The French armed forces ministry, speaking on behalf of the government, said the frigate was harassed by three Turkish navy vessels escorting the cargo ship. A Turkish ship flashed its radar lights and its crew put on bulletproof vests and stood behind their light weapons, it said.

Turkey disputes this. It denies trafficking arms to Libya and says the cargo ship, the Cirkin, was carrying humanitarian aid. It has accused the French navy of aggression.

Turkey’s ambassador to France, Ismail Hakkı Musa, said on July 1 the three Turkish warships were helping NATO enforce the U.N. arms embargo.

NATO ordered an investigation, but its contents are classified and NATO has not commented on its outcome. Two European diplomats told Reuters that France sent a letter to NATO Secretary-General Jens Stoltenberg in early July saying the report did not “correctly establish the facts.”

The U.S. Pentagon declined to comment on the incident.

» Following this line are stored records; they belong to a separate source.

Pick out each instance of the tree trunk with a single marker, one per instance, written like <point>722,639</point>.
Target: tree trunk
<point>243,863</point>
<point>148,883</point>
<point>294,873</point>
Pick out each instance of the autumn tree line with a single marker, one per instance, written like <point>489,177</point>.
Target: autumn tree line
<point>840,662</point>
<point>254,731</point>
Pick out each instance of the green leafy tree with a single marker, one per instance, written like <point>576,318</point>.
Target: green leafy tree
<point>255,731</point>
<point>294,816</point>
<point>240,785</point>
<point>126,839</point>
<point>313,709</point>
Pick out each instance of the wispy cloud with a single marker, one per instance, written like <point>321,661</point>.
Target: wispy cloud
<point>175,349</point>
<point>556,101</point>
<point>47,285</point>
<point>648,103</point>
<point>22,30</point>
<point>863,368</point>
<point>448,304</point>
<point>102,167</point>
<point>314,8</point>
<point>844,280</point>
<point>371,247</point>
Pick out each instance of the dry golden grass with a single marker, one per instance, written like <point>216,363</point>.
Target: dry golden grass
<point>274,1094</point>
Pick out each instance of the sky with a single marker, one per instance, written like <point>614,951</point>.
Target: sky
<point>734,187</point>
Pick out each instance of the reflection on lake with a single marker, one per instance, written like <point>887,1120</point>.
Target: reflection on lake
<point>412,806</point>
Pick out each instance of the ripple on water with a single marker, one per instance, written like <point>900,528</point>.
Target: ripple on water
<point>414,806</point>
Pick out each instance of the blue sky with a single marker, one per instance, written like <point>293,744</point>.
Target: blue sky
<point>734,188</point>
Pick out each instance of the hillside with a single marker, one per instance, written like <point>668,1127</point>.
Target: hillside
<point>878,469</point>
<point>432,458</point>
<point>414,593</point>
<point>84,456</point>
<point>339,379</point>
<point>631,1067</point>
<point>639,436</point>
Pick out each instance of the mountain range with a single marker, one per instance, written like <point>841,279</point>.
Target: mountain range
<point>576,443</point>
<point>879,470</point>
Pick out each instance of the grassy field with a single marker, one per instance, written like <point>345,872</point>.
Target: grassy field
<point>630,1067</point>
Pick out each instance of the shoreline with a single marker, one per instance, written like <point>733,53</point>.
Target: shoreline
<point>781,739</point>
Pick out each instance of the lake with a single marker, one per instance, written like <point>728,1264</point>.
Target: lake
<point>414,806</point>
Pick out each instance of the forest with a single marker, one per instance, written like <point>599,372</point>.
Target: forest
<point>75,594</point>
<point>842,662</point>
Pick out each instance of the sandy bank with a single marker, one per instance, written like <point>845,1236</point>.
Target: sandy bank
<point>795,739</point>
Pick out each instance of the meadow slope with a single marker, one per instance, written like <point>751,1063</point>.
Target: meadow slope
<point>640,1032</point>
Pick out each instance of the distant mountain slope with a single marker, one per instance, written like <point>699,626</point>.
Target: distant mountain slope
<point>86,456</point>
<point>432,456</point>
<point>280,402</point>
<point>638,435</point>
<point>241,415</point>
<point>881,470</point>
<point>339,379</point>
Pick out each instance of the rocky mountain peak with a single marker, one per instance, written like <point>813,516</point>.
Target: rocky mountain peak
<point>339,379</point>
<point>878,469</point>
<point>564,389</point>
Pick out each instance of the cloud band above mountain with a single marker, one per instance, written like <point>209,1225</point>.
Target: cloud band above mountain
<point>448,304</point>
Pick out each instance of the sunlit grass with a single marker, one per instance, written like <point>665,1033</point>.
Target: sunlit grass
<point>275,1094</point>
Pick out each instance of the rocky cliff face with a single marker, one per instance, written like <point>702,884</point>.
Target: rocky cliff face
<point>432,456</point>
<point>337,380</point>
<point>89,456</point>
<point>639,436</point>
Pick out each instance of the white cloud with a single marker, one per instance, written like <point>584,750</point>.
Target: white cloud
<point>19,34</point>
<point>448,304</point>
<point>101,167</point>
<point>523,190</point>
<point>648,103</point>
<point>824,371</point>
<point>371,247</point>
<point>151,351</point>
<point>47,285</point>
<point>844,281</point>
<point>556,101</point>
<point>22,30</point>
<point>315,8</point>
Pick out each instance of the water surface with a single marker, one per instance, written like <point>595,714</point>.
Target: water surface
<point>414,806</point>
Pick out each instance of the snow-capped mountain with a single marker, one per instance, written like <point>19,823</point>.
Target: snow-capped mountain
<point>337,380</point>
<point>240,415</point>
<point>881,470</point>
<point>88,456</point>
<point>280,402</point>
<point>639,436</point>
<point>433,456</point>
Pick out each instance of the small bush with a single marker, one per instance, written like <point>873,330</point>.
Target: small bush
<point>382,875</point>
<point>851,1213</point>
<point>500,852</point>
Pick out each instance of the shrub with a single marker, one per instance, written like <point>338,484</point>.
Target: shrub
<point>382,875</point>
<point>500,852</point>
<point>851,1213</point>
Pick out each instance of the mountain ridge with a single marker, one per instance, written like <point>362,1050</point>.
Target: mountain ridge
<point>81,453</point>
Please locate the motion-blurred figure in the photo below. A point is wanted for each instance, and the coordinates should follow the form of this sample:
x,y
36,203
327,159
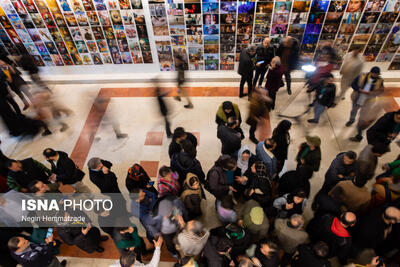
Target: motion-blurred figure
x,y
288,51
180,79
367,87
16,83
47,109
246,67
160,94
264,54
352,66
100,106
257,110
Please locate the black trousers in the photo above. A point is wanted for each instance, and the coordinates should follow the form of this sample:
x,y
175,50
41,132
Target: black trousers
x,y
288,79
169,242
260,73
249,80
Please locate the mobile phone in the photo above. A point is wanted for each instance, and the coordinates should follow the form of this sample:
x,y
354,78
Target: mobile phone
x,y
49,232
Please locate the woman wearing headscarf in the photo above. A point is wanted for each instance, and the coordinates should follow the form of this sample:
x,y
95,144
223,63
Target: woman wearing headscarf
x,y
282,139
192,195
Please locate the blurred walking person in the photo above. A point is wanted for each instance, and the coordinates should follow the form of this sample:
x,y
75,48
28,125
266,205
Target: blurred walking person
x,y
160,94
182,91
257,111
274,79
264,54
353,63
246,67
288,52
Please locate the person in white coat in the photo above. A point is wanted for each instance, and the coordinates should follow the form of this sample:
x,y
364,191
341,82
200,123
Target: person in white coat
x,y
129,259
352,66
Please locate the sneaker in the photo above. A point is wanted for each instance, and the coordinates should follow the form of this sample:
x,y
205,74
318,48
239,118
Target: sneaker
x,y
119,136
64,128
356,138
46,132
103,238
100,249
349,123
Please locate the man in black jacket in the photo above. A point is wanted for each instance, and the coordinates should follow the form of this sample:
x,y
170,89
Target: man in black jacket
x,y
264,55
325,97
288,51
179,135
101,175
34,255
385,129
22,173
311,256
65,169
246,67
230,139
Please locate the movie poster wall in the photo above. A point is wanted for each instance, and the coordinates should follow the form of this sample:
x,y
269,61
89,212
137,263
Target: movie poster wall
x,y
75,32
193,34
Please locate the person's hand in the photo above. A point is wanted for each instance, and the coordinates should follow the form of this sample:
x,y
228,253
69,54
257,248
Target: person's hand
x,y
105,170
251,192
86,230
289,206
240,180
158,242
181,221
375,261
49,239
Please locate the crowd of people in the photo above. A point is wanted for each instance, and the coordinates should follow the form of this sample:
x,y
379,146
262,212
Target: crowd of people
x,y
259,207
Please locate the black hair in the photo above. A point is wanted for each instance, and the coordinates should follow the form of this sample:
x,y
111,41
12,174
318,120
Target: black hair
x,y
49,152
223,244
351,154
178,133
13,243
32,186
164,170
321,249
380,148
227,202
269,143
9,163
127,259
189,148
344,221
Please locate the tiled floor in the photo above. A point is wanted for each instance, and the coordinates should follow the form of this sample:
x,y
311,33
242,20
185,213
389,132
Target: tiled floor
x,y
136,111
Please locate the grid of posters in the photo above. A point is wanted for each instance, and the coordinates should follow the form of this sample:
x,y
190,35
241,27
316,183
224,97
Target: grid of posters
x,y
76,32
196,34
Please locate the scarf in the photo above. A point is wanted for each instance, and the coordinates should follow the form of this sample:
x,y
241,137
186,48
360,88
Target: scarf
x,y
243,165
338,229
188,190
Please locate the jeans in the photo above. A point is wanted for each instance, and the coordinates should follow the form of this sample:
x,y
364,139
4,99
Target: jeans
x,y
260,72
249,80
288,80
318,110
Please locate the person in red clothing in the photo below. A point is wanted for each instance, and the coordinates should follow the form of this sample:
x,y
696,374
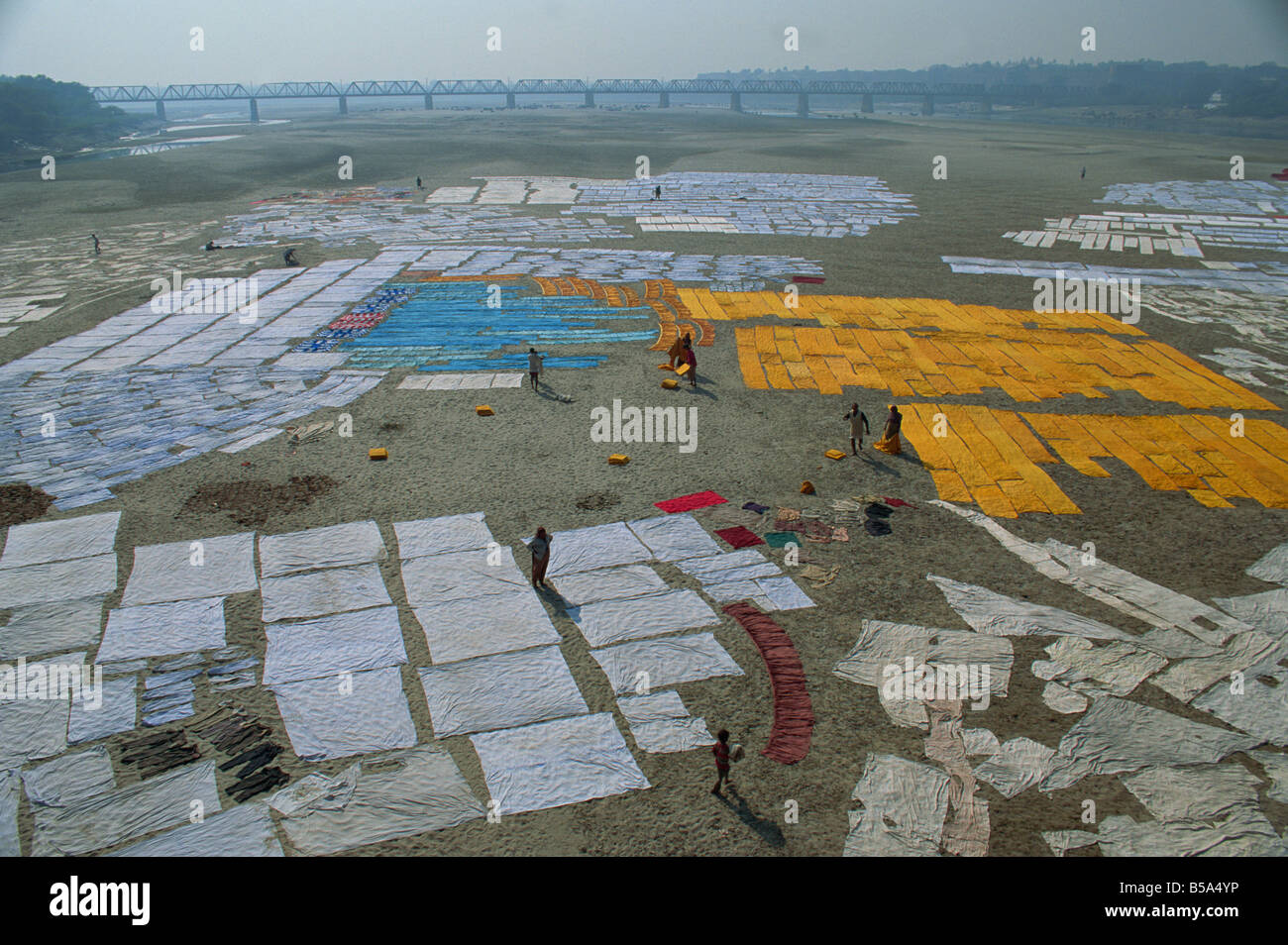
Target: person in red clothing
x,y
721,751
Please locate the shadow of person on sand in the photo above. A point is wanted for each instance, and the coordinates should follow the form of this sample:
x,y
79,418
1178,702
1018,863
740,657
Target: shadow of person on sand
x,y
761,827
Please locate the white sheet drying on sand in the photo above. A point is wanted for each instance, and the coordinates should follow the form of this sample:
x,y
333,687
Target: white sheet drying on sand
x,y
500,691
117,712
660,722
462,575
597,546
161,630
1119,735
674,537
59,541
69,779
330,591
398,794
631,618
988,612
40,628
742,564
442,536
243,830
553,764
665,662
119,815
608,583
326,647
9,843
333,546
1017,766
222,566
480,626
44,583
905,806
1271,567
336,717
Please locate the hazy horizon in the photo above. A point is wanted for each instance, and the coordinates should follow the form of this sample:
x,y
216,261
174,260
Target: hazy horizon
x,y
149,43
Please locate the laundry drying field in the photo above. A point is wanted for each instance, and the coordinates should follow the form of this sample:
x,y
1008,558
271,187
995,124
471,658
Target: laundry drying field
x,y
1082,542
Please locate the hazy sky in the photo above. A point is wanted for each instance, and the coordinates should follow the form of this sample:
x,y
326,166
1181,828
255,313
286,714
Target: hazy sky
x,y
147,42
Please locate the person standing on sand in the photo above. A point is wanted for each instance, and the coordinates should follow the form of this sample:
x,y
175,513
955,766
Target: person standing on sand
x,y
540,549
858,426
721,751
691,358
535,368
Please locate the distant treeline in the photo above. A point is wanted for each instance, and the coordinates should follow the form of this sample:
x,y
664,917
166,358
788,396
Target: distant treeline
x,y
1252,90
38,114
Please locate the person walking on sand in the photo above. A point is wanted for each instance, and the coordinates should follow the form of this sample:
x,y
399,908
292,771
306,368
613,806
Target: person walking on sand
x,y
540,549
721,751
535,368
858,426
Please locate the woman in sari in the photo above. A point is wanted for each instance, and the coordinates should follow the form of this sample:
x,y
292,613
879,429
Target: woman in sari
x,y
889,442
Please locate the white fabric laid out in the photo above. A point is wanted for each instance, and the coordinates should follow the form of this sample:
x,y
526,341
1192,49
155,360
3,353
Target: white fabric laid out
x,y
40,628
668,662
162,630
442,536
69,778
330,591
1017,766
500,691
597,546
1271,567
44,583
119,815
905,806
606,583
674,537
660,722
742,564
1120,666
9,841
1260,709
558,763
784,593
329,645
200,568
478,626
243,830
630,618
399,794
462,575
353,714
39,542
988,612
117,712
1119,735
333,546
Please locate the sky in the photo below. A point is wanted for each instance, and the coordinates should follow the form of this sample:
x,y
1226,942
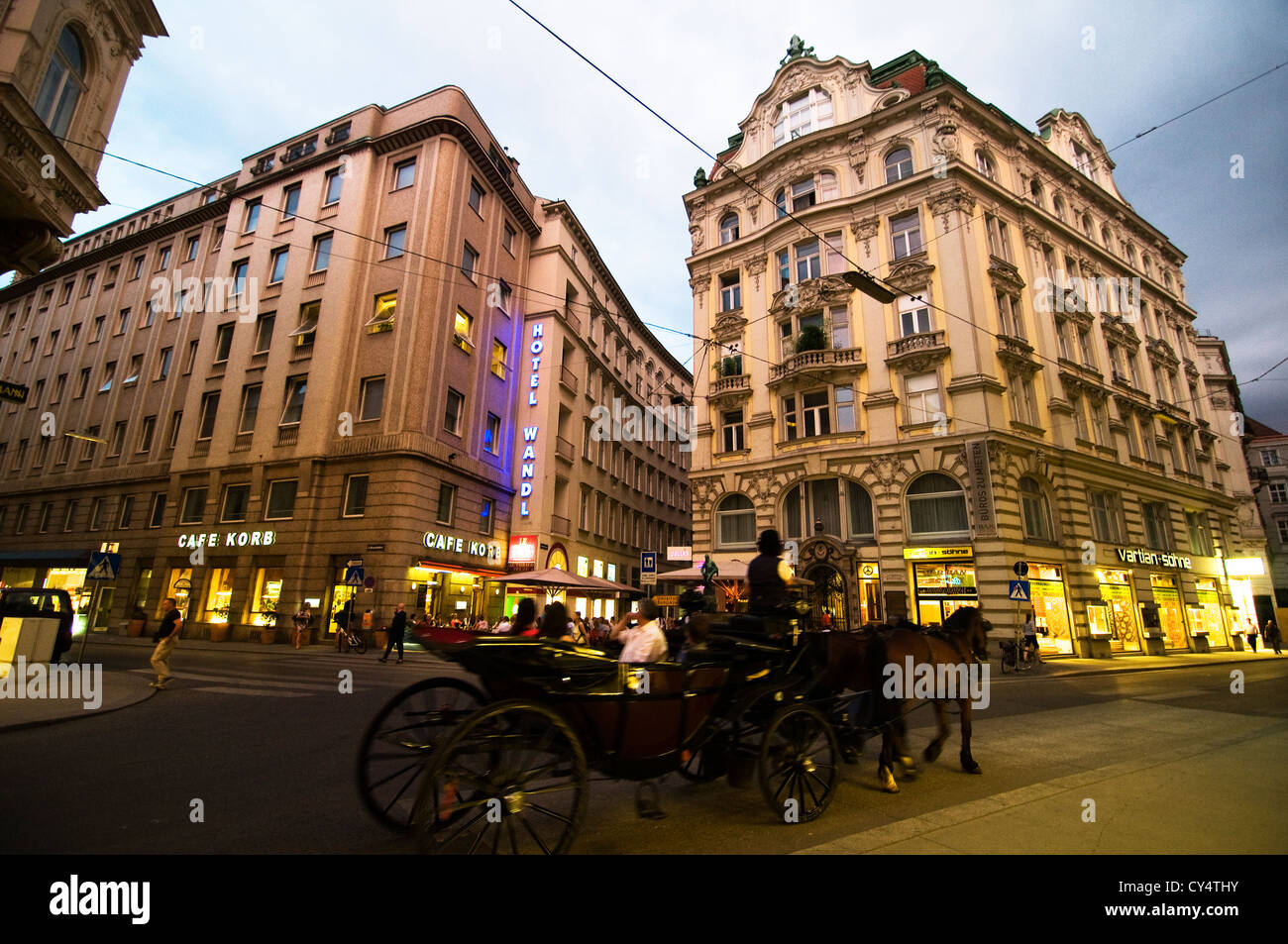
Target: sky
x,y
233,77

For France, the incident highlights what many NATO allies see as President Tayyip Erdogan’s tendency to act against the Western alliance’s interests and values.

After a series of disagreements, from Turkey’s purchase of weapons from Russia to gas drilling operations near Cyprus, France concluded that suspicions of Turkish arms smuggling to Libya were too serious to ignore, four NATO diplomats and officials told Reuters.

France has suspended its participation in NATO’s Mediterranean mission, Sea Guardian, instead offering its assets to a European Union mission that is upholding the U.N. arms embargo but does not involve Turkish ships, diplomats said.

“What do you do when you have a NATO surveillance mission … and one of those in the alliance is the one doing the trafficking, while saying it is implementing the (U.N.)embargo?” said an official from France’s armed forces ministry, requesting anonymity because of the sensitivity of the matter.

The United States, frustrated by Turkey’s purchase of Russian S-400 missiles and its military operations in Syria, has been seeking to calm the tensions in NATO, the diplomats said.

Last October, U.S. Secretary of Defense Mark Esper said Turkey was “going in the wrong direction”. While U.S. President Donald Trump enjoys a close relationship with Erdogan, he urged Turkey in May to help de-escalate the Libyan conflict.

The Pentagon “strives to preserve our relationship with Turkey while encouraging the Turkish government to pursue more constructive policies regarding the S-400 and other areas of disagreement,” said U.S. Army Lieutenant Colonel Thomas Campbell, a Pentagon spokesman.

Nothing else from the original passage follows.